Destina FAHHO 700 mdp a zonas afectadas por sismos de 2017

Oaxaca, Oax.- La presidenta de la Fundación Alfredo Harp Helú de Oaxaca (FAHHO), Isabel Grañén Porrúa, informó que la institución destinó más de 700 millones de pesos para apoyar las zonas afectadas de México por los sismos de septiembre del año 2017.

Grañén Porrúa recordó que una terrible sacudida despertó a los habitantes de Oaxaca el 7 de septiembre de 2017, “peor fue el susto al enterarnos de las consecuencias lamentables que dejó aquel sismo en diversas regiones del estado y en otras de Chiapas. Doce días después, pasado el mediodía, otro temblor movió la tierra mexicana y en esta ocasión dejó fuertes afectaciones en los estados de Puebla, Morelos, Estado de México y Ciudad de México. Vivimos momentos de impotencia, saber que nuestros hermanos mexicanos sufrían nos llenaba de dolor. Sabíamos que debíamos actuar lo antes posible y eso fue lo que hizo el equipo de la Fundación Alfredo Harp Helú”, dijo.

Asimismo, indicó que durante los días que siguieron a la catástrofe, la Fundación instrumentó un programa de acción inmediata, así como una serie de proyectos de corto y largo plazo que servirían para apoyar en diversos ámbitos a las comunidades gravemente afectadas.

En los primeros momentos era urgente auxiliar a los pobladores en las necesidades más básicas: reparto de despensas, ropa, material de curación y tiendas de campaña.

“Emocionaba ver a los jóvenes y a las familias trabajando día y noche para ayudar a los damnificados. Agradecemos la confianza de miles de personas e instituciones que creyeron en la Fundación para hacer llegar la ayuda a estas zonas de desastre. Entre las acciones que se emprendieron para lograr la ayuda inmediata destacan la apertura de cuentas bancarias para recaudar donativos; se implementaron circuitos para potabilizar agua, y se aportaron fondos para la instalación de cocinas comunitarias”, añadió.

Otra acción prioritaria fue la de organizar un plan para la reconstrucción. La premisa fue conservar la arquitectura tradicional. “Enviamos a varios grupos de arquitectos especializados en construcción vernácula y en restauración de monumentos a la Mixteca, a la Sierra Mixe y al Istmo. Poco a poco, se hizo un censo con programas de reconstrucción de monumentos históricos, espacios culturales públicos, y viviendas históricas”.

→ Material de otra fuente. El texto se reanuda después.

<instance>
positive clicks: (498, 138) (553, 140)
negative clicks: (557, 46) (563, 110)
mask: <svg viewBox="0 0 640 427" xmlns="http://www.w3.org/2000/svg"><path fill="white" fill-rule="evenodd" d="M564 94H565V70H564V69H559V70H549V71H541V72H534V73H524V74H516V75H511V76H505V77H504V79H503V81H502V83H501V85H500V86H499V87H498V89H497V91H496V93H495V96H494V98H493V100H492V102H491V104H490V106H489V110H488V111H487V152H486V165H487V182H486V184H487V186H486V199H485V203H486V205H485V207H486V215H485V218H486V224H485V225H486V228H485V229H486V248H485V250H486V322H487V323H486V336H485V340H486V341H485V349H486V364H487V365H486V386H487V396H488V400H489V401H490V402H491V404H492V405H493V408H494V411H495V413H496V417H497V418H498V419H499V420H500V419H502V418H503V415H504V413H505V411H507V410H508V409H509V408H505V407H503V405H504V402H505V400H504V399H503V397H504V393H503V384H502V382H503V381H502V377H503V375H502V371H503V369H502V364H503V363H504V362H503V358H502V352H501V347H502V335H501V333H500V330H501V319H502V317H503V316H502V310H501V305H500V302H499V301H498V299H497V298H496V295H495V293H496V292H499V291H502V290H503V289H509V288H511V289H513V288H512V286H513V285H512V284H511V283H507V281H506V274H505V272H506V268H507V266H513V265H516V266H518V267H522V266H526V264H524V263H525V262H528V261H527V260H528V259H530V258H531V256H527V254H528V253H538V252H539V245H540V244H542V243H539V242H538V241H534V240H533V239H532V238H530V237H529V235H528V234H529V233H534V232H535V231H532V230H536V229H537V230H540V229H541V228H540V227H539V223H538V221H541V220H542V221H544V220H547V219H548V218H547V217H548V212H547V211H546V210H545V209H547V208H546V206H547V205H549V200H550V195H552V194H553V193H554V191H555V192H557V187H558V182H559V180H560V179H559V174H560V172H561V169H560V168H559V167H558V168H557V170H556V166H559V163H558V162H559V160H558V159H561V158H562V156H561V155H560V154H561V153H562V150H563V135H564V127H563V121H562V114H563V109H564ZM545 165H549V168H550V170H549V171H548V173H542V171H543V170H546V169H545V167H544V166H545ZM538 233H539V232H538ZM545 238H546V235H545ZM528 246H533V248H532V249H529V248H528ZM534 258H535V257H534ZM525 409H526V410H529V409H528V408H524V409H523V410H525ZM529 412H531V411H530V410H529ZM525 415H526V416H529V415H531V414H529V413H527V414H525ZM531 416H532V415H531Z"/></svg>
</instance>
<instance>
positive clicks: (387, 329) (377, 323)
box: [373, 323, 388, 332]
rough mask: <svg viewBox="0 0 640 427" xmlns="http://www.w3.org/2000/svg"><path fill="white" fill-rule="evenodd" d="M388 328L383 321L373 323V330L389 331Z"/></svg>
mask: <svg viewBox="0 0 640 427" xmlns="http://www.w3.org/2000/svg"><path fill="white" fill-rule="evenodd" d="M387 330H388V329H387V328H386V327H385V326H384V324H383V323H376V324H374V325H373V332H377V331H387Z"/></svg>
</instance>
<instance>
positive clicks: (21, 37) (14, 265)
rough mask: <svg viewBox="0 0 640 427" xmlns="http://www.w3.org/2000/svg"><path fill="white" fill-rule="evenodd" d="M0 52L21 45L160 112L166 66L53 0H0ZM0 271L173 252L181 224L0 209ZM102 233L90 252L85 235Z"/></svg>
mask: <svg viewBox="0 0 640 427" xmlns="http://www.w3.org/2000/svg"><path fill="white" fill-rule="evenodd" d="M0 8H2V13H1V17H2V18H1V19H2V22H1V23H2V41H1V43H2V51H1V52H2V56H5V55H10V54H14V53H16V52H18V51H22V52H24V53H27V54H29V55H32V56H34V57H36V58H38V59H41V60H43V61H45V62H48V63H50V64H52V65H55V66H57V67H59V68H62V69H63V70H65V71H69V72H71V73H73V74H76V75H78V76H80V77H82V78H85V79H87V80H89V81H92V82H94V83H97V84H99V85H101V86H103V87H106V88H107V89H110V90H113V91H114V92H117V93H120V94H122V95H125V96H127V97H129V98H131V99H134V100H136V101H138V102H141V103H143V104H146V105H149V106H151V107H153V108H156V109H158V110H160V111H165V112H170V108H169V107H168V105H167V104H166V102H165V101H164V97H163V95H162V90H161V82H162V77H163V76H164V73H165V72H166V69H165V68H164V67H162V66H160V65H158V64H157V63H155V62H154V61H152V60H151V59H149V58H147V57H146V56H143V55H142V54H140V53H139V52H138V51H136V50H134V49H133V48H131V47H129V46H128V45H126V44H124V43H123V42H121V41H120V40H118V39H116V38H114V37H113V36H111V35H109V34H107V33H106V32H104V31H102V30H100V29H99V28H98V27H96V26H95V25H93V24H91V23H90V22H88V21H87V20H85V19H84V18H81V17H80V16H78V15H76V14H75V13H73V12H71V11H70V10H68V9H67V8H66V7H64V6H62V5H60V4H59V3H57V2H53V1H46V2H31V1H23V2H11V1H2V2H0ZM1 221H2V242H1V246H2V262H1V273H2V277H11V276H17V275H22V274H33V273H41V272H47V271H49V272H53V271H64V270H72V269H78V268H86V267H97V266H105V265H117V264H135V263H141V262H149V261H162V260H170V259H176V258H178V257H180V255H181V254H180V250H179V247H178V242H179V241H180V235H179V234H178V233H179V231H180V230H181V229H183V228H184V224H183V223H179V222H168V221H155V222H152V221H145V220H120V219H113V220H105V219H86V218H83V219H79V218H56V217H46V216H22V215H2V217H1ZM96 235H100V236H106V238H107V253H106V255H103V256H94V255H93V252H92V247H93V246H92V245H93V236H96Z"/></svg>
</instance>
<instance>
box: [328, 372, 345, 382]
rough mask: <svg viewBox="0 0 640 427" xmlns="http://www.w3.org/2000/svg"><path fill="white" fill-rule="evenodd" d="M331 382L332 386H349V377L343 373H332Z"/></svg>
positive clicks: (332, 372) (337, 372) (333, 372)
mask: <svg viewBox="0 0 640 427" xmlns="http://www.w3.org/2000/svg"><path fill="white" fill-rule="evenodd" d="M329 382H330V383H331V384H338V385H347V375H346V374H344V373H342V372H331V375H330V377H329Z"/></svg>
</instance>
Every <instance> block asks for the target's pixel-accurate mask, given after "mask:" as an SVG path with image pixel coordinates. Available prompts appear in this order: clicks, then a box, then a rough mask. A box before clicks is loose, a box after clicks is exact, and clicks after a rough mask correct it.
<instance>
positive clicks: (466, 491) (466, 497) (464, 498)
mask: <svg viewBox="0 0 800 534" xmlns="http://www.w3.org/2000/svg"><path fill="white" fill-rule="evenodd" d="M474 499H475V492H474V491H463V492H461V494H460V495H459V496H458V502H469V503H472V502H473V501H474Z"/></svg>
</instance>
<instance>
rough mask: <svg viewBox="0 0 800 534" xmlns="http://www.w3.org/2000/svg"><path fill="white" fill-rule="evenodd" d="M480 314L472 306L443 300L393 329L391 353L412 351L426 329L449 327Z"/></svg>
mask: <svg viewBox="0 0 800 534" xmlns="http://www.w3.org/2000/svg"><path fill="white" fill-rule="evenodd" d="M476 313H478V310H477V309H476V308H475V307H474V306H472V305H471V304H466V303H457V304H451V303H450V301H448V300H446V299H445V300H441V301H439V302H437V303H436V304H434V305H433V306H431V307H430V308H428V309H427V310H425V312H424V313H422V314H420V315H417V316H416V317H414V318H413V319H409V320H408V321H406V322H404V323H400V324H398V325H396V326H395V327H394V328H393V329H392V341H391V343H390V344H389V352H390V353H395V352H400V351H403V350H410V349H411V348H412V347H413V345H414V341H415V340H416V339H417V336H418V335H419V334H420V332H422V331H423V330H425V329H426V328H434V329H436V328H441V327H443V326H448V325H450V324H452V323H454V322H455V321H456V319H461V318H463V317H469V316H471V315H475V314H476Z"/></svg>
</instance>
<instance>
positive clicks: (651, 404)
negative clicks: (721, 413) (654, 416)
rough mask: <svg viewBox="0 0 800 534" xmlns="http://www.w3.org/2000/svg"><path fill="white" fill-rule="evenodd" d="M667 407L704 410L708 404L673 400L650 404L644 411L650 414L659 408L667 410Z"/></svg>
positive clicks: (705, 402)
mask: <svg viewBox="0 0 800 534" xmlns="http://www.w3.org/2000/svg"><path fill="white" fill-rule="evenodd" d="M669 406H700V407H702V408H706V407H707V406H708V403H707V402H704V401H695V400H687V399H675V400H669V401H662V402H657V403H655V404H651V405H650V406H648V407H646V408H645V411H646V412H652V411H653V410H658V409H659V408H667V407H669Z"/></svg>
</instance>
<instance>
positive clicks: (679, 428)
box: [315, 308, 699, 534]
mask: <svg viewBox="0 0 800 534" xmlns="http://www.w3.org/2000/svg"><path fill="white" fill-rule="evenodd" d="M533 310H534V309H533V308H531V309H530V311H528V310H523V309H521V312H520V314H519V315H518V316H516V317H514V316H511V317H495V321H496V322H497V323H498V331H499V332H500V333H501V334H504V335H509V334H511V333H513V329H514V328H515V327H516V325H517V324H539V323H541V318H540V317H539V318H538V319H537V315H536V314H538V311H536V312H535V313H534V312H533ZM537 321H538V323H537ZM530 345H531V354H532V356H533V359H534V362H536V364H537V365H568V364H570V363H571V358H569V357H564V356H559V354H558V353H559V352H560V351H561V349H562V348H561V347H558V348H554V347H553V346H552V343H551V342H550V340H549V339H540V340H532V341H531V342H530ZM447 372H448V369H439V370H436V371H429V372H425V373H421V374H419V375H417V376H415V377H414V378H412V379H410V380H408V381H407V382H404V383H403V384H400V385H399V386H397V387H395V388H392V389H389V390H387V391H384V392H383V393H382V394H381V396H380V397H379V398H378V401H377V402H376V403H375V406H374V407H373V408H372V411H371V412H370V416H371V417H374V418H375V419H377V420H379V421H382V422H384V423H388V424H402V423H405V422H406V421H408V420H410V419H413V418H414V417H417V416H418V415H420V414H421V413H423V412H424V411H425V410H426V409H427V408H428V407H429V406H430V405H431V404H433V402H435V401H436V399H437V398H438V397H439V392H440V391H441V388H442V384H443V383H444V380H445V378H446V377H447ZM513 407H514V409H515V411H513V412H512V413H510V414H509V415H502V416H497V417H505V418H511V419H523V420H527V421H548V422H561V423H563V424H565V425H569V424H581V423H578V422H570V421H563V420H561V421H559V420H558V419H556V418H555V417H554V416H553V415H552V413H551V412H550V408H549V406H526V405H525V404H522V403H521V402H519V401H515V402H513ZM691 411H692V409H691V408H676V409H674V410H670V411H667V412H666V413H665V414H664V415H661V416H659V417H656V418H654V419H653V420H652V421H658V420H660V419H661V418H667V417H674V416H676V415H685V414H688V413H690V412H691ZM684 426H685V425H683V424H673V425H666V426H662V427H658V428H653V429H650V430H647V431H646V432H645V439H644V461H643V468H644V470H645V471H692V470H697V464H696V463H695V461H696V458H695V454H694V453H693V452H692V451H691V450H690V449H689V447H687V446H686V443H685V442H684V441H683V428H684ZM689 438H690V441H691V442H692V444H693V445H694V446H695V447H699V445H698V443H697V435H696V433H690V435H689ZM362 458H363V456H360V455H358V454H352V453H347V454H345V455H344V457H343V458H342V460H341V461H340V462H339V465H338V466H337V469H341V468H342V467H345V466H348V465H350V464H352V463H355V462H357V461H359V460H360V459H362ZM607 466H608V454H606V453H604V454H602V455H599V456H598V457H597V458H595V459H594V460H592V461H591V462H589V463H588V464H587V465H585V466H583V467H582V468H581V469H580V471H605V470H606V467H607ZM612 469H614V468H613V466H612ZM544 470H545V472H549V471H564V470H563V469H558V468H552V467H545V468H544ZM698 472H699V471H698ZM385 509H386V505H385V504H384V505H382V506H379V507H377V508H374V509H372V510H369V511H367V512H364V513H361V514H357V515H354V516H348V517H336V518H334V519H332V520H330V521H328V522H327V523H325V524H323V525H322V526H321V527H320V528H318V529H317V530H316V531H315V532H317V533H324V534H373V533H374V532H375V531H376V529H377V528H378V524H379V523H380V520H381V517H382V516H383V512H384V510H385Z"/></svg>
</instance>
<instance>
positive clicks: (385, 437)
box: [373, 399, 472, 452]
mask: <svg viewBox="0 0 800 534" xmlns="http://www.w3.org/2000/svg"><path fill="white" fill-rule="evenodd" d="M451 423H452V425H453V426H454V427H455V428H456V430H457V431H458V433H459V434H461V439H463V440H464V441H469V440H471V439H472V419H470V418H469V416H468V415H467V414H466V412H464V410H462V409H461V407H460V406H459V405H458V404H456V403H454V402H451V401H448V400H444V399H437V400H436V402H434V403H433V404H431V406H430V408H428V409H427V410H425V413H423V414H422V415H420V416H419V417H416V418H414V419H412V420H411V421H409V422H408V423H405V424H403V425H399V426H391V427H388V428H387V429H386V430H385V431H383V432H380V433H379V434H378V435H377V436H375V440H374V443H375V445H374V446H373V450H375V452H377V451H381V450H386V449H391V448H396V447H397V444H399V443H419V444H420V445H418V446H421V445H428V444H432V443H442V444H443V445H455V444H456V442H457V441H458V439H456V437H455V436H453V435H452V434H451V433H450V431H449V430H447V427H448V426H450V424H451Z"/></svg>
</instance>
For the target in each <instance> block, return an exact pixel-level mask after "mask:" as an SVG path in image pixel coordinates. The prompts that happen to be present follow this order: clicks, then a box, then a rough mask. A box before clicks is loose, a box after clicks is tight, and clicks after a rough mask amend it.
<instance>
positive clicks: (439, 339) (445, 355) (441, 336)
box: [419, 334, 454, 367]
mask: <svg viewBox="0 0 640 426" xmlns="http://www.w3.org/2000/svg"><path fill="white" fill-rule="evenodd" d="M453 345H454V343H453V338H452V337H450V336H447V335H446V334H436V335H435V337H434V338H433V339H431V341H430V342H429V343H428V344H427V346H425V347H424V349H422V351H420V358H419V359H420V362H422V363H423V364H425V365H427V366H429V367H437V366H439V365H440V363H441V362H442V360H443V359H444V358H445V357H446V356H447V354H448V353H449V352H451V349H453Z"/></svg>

De la misma forma mencionó que los primeros meses fueron lentos, con acercamientos con las autoridades municipales para lograr mecanismos administrativos que transparentaran el uso de los recursos.

En ese sentido resaltó que se elaboraron proyectos arquitectónicos, eligiendo inmuebles de uso comunitario (como casas de cultura, archivos, bibliotecas, parques y campos deportivos) para darles prioridad, a la par de entablar diálogos con personas y familias que estaban de acuerdo en reconstruir sus viviendas con los criterios de autosustentabilidad y recuperación de la arquitectura tradicional.

“Sabemos que este proceso llevará varios años, pero nos sentimos satisfechos porque hemos aprendido a valorar la riqueza de la arquitectura ancestral de Oaxaca y estamos convencidos de que nuestra labor contribuye a mejorar la calidad de vida de las comunidades.

Gracias a los equipos de profesionales comprometidos vamos logrando levantarnos de la gran sacudida. Hemos aprendido que ayudar es difícil, pero no hay esfuerzo que no merezca la pena, el acercamiento a Oaxaca y el amor a México son nuestra mejor recompensa”, enfatizó Grañén Porrúa.